The musical scale is arguably humanity’s oldest algorithm for beauty.

Music theory can seem intimidating (for instance, I probably should have learned tuning theory back in 16 when I was sitting in orchestra). But it’s actually quite straightforward. Imagine you’re a piano designer: you want your instrument to sound nice, but you also don’t want it to have an infinite number of keys.

Axiom 1 (Sounding nice) Two notes sound consonant when their frequencies form a ratio of small integers. The simpler the ratio, the more pleasant the sound. For example, a perfectly harmonic octave has a ratio of $2:1$, and a nice fifth has $3:2$.

Axiom (Finite keys) We want a finite set $\mathbf{P}$ of notes (frequencies) that behaves almost like a group: moving up or down by an octave gives the same note, and $\mathbf{P}$ should be closed under transposition by a fifth (multiplying or dividing every frequency by $\frac{3}{2}$).
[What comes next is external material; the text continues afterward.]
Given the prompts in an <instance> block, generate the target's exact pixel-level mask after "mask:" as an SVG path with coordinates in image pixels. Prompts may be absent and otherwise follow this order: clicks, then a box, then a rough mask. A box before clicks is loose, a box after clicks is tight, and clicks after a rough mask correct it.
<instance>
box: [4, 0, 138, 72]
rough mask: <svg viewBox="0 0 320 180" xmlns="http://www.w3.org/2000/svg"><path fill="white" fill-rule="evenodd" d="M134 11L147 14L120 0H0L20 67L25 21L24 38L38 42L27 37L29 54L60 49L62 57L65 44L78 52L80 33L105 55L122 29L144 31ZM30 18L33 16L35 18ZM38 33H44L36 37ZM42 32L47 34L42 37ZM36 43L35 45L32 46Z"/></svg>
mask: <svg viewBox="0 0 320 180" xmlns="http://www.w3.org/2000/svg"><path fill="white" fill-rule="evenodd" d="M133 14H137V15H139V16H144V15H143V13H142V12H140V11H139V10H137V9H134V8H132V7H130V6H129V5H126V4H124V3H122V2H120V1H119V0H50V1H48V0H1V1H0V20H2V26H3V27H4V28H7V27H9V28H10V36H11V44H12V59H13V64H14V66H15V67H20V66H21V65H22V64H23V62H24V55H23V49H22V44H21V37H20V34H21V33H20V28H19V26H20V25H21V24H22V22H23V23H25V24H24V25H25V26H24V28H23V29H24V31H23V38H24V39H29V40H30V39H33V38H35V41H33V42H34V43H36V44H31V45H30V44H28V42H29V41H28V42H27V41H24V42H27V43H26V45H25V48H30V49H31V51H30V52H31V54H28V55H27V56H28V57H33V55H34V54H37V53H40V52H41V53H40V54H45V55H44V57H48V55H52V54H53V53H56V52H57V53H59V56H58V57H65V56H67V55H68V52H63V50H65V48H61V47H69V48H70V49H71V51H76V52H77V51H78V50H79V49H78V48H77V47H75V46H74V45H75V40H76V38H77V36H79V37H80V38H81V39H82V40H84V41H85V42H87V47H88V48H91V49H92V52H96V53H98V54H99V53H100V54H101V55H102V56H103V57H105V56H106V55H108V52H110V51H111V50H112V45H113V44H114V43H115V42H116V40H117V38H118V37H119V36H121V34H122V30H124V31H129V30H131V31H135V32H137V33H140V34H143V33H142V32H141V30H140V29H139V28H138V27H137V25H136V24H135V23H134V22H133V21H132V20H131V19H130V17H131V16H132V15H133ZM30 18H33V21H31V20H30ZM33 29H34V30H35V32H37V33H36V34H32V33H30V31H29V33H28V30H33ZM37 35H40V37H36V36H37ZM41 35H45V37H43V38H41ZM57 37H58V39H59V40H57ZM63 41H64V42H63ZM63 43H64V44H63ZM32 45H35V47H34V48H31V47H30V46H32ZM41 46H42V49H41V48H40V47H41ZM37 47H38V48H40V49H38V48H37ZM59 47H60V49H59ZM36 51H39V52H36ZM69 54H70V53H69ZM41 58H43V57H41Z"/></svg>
These two axioms can’t both be perfectly satisfied. The impossibility is quite straightforward: for any base note $t$, the set of all fifth transpositions that still lie within one octave is infinite: $$ \mathbf P(t) := \lbrace t’:t’ = \frac{(3/2)^m}{2^n}, t’\in [t, 2t], m, n\in \Z\rbrace. $$ Historically, three major tuning systems emerged:

‘Sexy,’ isn’t it

‘Sexy,’ isn’t it

The old wisdom of Pythagorean, the Pythagorean scale is a heuristic that approximates both axioms with 12 notes. The just intonation system, by contrast, defines notes directly from pure integer ratios. It produces the most consonant intervals but requires many, MANY keys to preserve that purity across transpositions.

A 17th-century mathematician Marin Mersenne designed a keyboard with 31 notes in an octave, and no fewer than 4 keys between F and G.

A 17th-century mathematician Marin Mersenne designed a keyboard with 31 notes in an octave, and no fewer than 4 keys between F and G.

The problem was beautifully resolved by equal temperament — divide the octave into 12 equal geometric steps, each raised by $2^{1/12}$. This tuning slightly compromises the purity of individual intervals (for instance, the fifth is $1.4983$ instead of the perfect $1.5$), but the ear hardly minds (though often the thirds are tricky). In return, we gain a beautifully closed, finite set $\mathbf{P}$ of 12 notes — a workable, nearly symmetric solution.

It took humanity thousands of years to discover this near-perfect approximation of harmony. So finally, our piano sings brilliantly — and it does so with just 88 keys.

Reference

Fauvel, J., Flood, R., & Wilson, R. J. (Eds.). (2006). Music and mathematics: From Pythagoras to fractals. Oxford University Press.